Несколько месяцев спустя Фабрис позвал нас в книжный магазин Лурмеля, небольшого колониального городка неподалеку от Рио-Саладо. Его мать уже была на месте, очаровательная в своем гранатовом костюме. На голове женщины красовалась большая шляпа с перьями, придававшая ей горделивый вид. Хозяин магазина и несколько местных деятелей с благожелательными улыбками на торжественных, официальных лицах застыли в конце стола из черного дерева. Перед ними высилась гора новеньких книг, только-только вытащенных из коробок. На обложках, над красиво выписанном курсивом названием, можно было прочесть: «Фабрис Скамарони».

– Черт меня возьми! – воскликнул Симон, как всегда готовый сморозить глупость и тем самым нарушить всю торжественность церемонии.

Когда представления и речи закончились, Симон, Жан-Кристоф и я набросились на сборник поэзии, принялись его листать, гладить, вертеть в руках с таким упоением и восторгом, что мадам Скамарони не удержалась и смахнула слезинку, покатившуюся по щеке и оставившую после себя потек туши.

– Месье Скамарони, я с непередаваемым удовольствием прочел вашу книгу, – сказал Фабрису какой-то старик лет шестидесяти. – Вы действительно талантливы, у вас есть все шансы возродить заслуженную славу поэзии, которая всегда была сокровенной душой нашего благословенного края.

Книготорговец протянул нашему другу поздравительное письмо, подписанное рукой Габриеля Одизио, основателя журнала «Риваж», в котором тот предлагал ему сотрудничество.

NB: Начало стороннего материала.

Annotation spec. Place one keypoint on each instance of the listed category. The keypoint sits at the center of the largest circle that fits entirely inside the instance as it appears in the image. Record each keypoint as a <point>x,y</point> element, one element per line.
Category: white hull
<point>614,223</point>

В Рио-Саладо мэр пообещал открыть на главной улице библиотеку, а Пепе Ручильо купил сотню экземпляров сборника Фабриса, чтобы затем раздарить их своим оранским знакомым, которые, как он подозревал, за спиной обзывали его разодетой деревенщиной, чтобы доказать им, что в его городке живут не только туповатые седовласые виноградари и пьянчуги.


В один из вечеров от нас тихонько, на цыпочках ушла зима, бесповоротно уступив место весне. Утром ласточки черными зубцами облепили электрические провода, и улицы Рио-Саладо заблагоухали тысячами ароматов. Дядя постепенно возвращался к жизни. Щеки его вновь порозовели, вернулись старые привычки, особенно страсть к чтению. Он поглощал книги безостановочно, жадно и ненасытно. Едва закрыв роман, он уже набрасывался на эссе. Он читал на двух языках, без предупреждений перепрыгивая с Флобера на Аль-Аккада. Из дома он еще не выходил, но уже стал каждый день бриться и надлежащим образом одеваться. Завтракал, обедал и ужинал он вместе с нами в столовой, порой обмениваясь с Жерменой парой обходительных, вежливых фраз. Он стал не так требователен и перестал кричать по пустякам. Точный, как часы, он вставал на рассвете, возносил утреннюю молитву, ровно в семь часов садился за стол, чтобы позавтракать, уходил к себе в кабинет и ждал, когда ему принесут газету. Ознакомившись с новостями, дядя открывал тетрадь, скрепленную металлической спиралью, и до полудня писал. В час устраивал себе небольшую сиесту, затем брал в руки книгу и читал, забывая обо всем на свете, до самого вечера.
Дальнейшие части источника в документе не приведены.